The Maid of the Loch enters final phase of restoration
After more than 20 years of effort, it looks as if the Maid of the Loch will be sailing once again, maybe even as early as 2018.
The Heritage Lottery Fund (HLF) has offered support for the £5.5 million project.
Phil Preston, chairman of the Loch Lomond Steamship Company (LLSC), said: “This has been a 20 year cause, during which we have raised and reinvested over £1.9 million and committed over 80,000 hours to restoring the ship.
“With this promise of around £3.8 million from HLF, we now need to do the hard work of raising the other £1.7 million.

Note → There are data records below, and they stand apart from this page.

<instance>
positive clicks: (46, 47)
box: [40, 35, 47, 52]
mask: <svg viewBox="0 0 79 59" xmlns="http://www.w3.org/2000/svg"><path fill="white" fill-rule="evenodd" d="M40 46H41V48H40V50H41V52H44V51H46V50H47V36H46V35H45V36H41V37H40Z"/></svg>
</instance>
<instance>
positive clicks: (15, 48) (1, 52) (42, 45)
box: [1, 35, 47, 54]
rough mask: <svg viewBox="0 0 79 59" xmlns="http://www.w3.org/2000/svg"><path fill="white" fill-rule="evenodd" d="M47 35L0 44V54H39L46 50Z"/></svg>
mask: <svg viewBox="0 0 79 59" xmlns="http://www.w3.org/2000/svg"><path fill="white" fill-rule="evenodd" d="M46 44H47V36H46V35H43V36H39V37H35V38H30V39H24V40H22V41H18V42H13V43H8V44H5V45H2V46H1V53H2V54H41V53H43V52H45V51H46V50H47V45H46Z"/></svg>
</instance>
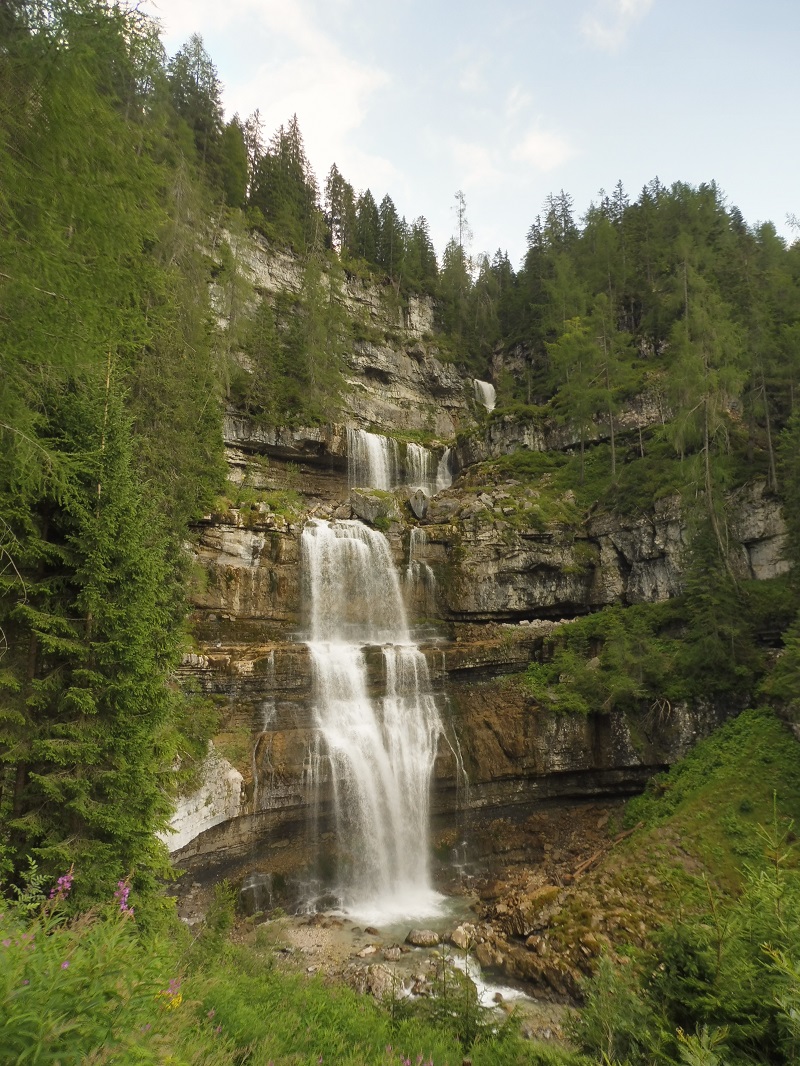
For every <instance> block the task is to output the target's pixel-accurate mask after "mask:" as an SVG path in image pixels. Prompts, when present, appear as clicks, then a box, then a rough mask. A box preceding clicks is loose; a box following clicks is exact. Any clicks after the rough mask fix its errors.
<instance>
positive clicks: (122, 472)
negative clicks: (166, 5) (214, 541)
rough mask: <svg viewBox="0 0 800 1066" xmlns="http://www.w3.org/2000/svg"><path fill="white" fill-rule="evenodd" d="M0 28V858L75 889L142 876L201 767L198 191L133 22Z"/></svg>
mask: <svg viewBox="0 0 800 1066" xmlns="http://www.w3.org/2000/svg"><path fill="white" fill-rule="evenodd" d="M3 12H4V20H5V26H4V31H3V35H2V42H1V43H0V83H1V84H2V91H0V185H1V187H2V190H3V197H2V209H1V210H2V213H1V214H0V259H2V261H3V263H5V264H7V272H6V271H5V270H4V271H3V274H2V276H1V277H0V322H1V323H2V334H3V343H2V346H1V348H0V376H1V377H2V381H3V388H2V390H0V517H1V523H0V555H2V572H1V574H0V626H1V627H2V633H3V637H4V641H5V642H6V644H7V647H4V649H3V650H4V655H3V657H2V660H0V684H1V685H2V693H3V704H2V713H1V714H0V824H1V825H2V837H1V838H0V861H1V862H2V866H3V868H4V870H5V872H10V873H11V874H12V875H15V874H18V871H19V869H20V866H21V865H23V862H25V860H26V857H27V856H28V855H36V856H37V857H38V860H39V861H41V862H42V863H43V866H44V867H45V868H49V869H51V870H58V869H60V868H63V867H64V866H65V865H66V866H68V865H69V862H70V861H73V860H79V861H81V863H82V865H83V866H84V869H86V870H90V869H91V870H92V871H93V873H92V877H91V878H90V877H85V878H84V879H83V885H82V890H83V891H84V892H85V893H86V894H87V895H89V894H94V893H96V892H97V891H100V890H101V889H102V887H103V886H105V887H108V886H109V885H112V884H113V883H114V882H115V881H116V879H118V878H119V877H124V876H126V875H127V873H128V872H129V871H131V870H133V869H135V871H137V873H135V877H137V883H138V885H139V886H140V887H142V888H144V887H145V886H146V885H148V884H150V883H151V878H153V875H154V874H155V873H157V872H160V871H163V869H164V865H165V863H164V856H163V854H162V850H160V845H158V844H157V842H156V840H155V837H154V830H155V829H156V828H157V827H159V826H161V825H163V823H164V821H165V819H166V817H167V813H169V807H170V800H169V788H166V787H165V784H164V782H165V780H166V779H167V778H166V775H164V771H165V770H166V769H167V768H169V766H171V765H172V764H173V762H174V759H175V757H176V755H177V754H178V753H179V752H180V753H181V754H182V755H192V754H194V755H198V754H199V753H201V752H203V750H204V743H205V737H204V728H203V724H202V720H203V715H201V716H199V717H201V724H198V725H197V726H196V727H195V725H190V726H189V728H188V729H187V728H186V726H187V725H189V723H190V720H191V714H190V713H189V710H188V707H187V697H186V696H183V695H182V694H180V693H179V692H178V691H176V690H175V689H174V687H173V685H170V684H169V683H167V679H169V676H170V674H171V673H172V669H173V667H174V665H175V663H176V659H177V658H178V657H179V653H180V646H181V625H182V615H183V611H185V609H183V591H182V584H183V576H182V561H181V549H180V543H181V538H182V537H183V536H185V535H186V529H187V524H188V522H189V521H190V520H191V519H192V518H193V517H194V516H196V515H197V514H198V512H199V511H201V510H202V508H203V507H205V506H207V505H208V503H209V501H210V500H211V499H212V497H213V494H214V490H215V488H217V486H218V484H219V482H220V478H221V473H222V469H223V467H222V447H221V443H222V442H221V427H220V404H219V397H220V394H221V378H222V374H221V372H220V368H219V366H218V364H217V355H215V352H214V350H213V349H212V344H211V333H210V329H209V327H208V316H209V308H208V276H207V271H206V270H205V269H204V268H203V264H202V257H201V252H199V248H198V247H197V241H196V231H195V228H194V227H195V225H196V223H197V222H198V220H199V217H201V215H202V214H204V213H205V212H206V211H207V205H208V203H209V197H210V196H211V192H210V191H209V185H208V183H207V182H206V181H205V179H204V177H203V174H202V171H201V167H202V160H201V159H199V158H198V155H197V149H196V148H195V146H194V145H193V144H192V143H183V142H182V141H181V129H182V124H183V119H182V118H180V117H179V113H178V106H177V104H176V102H175V100H174V99H173V96H172V95H171V82H170V80H169V79H167V77H166V70H165V67H164V58H163V55H162V54H161V49H160V44H159V42H158V38H157V36H156V35H155V33H154V30H153V27H151V26H150V23H149V22H147V21H146V20H145V19H143V18H141V17H140V16H139V15H138V14H137V13H135V12H127V11H123V10H122V9H117V7H107V6H105V5H103V6H101V5H98V4H96V3H93V2H89V0H87V2H70V3H66V2H65V3H63V4H62V3H58V2H55V3H51V4H47V5H46V6H41V5H38V4H35V3H31V4H26V3H22V4H17V5H13V6H12V7H4V9H3ZM209 135H211V134H210V133H209Z"/></svg>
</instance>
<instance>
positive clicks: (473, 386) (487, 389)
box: [473, 377, 497, 410]
mask: <svg viewBox="0 0 800 1066" xmlns="http://www.w3.org/2000/svg"><path fill="white" fill-rule="evenodd" d="M473 388H474V389H475V399H476V400H477V401H478V403H481V404H483V406H484V407H485V408H486V410H494V409H495V401H496V399H497V393H496V392H495V387H494V385H492V383H491V382H479V381H478V378H477V377H476V378H474V379H473Z"/></svg>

I guess it’s now full steam ahead.”
This is a Round One Pass, meaning that the charity can prepare all the necessary technical surveys, drawings, and specifications for the ship’s rebuild.
Stuart McMillan MSP attended the celebrations and said: “I am delighted that the Maid campaign has received this huge financial boost and look forward to seeing the Maid once again sailing on Loch Lomond.
“There is still much work to be done but this Heritage Lottery Fund investment should give confidence to other potential investors”.
The engagement of consultants and marine experts will begin immediately with all necessary surveys, reports, and costs being ready for the spring of 2016.
It is anticipated that Maid of the Loch will sail again in 2018.
It’s all a far cry from the day I was wandering through the woods at Balloch, and came across the derelict, vandalised, and stripped hull many years ago – I had no idea it was even there, or had survived being withdrawn when it fell out of service.
I’ve always regretted being fairly far from Balloch, even by car, as I’d liked to have a hand in part of the restoration, but even though my company was involved in a suitable discipline, I doubt if my colleagues would have backed any handouts. (I better not be any more specific.)
Fingers crossed they do get the job done soon, and I’ll be able to have a trip on the loch.
I did sail on her just before she fell out of service (while I was still a kid), and had always planned to make my own way there for a sail or two, but by the time that was possible, she was ‘gone’, and the next time I saw her was as a derelict hull lying somewhere on the shores of Balloch. And even that was just a chance find, as I had gone for a wander in the woods somewhere along the loch. I had no idea even that much had survived (having heard she had fallen out of service, I’d just assumed she’d been scrapped and was gone for good), but even the thought it was only a matter of time before even that was gone.